In Lagos in 2012, the rules introduced case management conference a.k.a mediation and did nothing to reduce the length of time a claimant waits for the defendant to file a defence, which is still a scary 42days or approximately  2months considering the computation of time.

The Multi-door courthouse is now more brazen in making sure that litigation lawyers begin a search for another job. In a case before it, the case manager wrote a letter straight to a defendant in a suit informing him of a mediation session which has already closed but re-opened without informing the defendants counsel.When confronted on the issue, all she had to say was that it was party driven thereby do not need the defendant’s counsel’s presence. That is scary. There are other practices in the mediation house which have proved to be direct unethical attacks on litigation which if ignored will finally prepare the hearse that will lead litigation to the cemetery.

Law practice in Nigeria is the most “paperful” occupation in Nigeria after the print media. That is old school.

Papers are still being used at all levels of practice even with the huge campaign by environmentalists to the save the earth. Half of the spaces in court are filled with papers filed in court when other organisations including the judiciary across the world are eliminating same.

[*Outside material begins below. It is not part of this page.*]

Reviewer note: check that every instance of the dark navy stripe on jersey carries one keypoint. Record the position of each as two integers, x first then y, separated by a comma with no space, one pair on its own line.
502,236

Some years ago, the Nigerian law school introduced a kind of e-learning reducing the use of paper. That was good news but the bad news is that these young lawyers who are trained for the future only come out to practice in a system stuck in the past.

Many Nigerian lawyers do not have a functional e-mail address, that is; an e-mail address on the go. You still need to call many of them to inform them that you have sent them a mail.

Law practice in Nigeria has become more of a physical profession than an intellectual thing considering the amount of physical energy lawyers put into the practice of law. The big law firms are not even spared especially the ones in litigation.

The slow archaic system is always on the way to building a world class law practice or business of law which many of the firms choose to call it. (Practice or business, that will only be mere semantics if the system doesn’t change.)

The slow pace of justice dispensation in Nigeria has given the police force with its high perception of corruption an edge over the judiciary. Most people still prefer to settle their civil cases with the police. That pushes the profession closer to the brink.

Many cross border transactions in Nigeria prefer foreign courts as the resort for dispute resolution. It is my view that the inadequacies in our profession have made us insecure. Nigerian lawyers are still apprehensive about globalisation; I see it as a show of insecurity than desire for fair play. While many Nigerian law firms have presence in countries like the U.K, there is still a resistance by Nigerian lawyers to allow U.K law firms have presence in Nigeria. That is not fair.

Another red flag that points to the demise of the profession is the improved election which has made election petitions briefs less available. Many lawyers today are going by the name commercial or corporate lawyer, I think it is an ostrich approach out of the quagmire.

The gross disobedience of court orders has reached a frightening proportion as the ratings of the judiciary wanes as the last hope of the common man

Litigation cuts across all aspects of practice. If there is no litigation or prospect of one, the other aspect will be placed on nothing; of course we know what happens when something is placed on nothing. Many other agencies lawyers rely on to deliver their briefs like the C.AC, Land registry etc. continue to introduce cumbersome procedures and lawyers are keeping quiet.

Many lawyers in practice still consider themselves to be on transit in the profession until they get to the promised land of politics or corporate world. That is unfortunate.

By the time advancements in I.T fully overtake us, globalisation closes in on us,only  mirage will be in view.The whole professional will now collapse and everybody will be buried in the debris

1 thought on “Nigerian Lawyers may close shops as Law Practice sits on the brink

  1. Well articulated..these fears are real even to those of us that are not in practise. May God help us.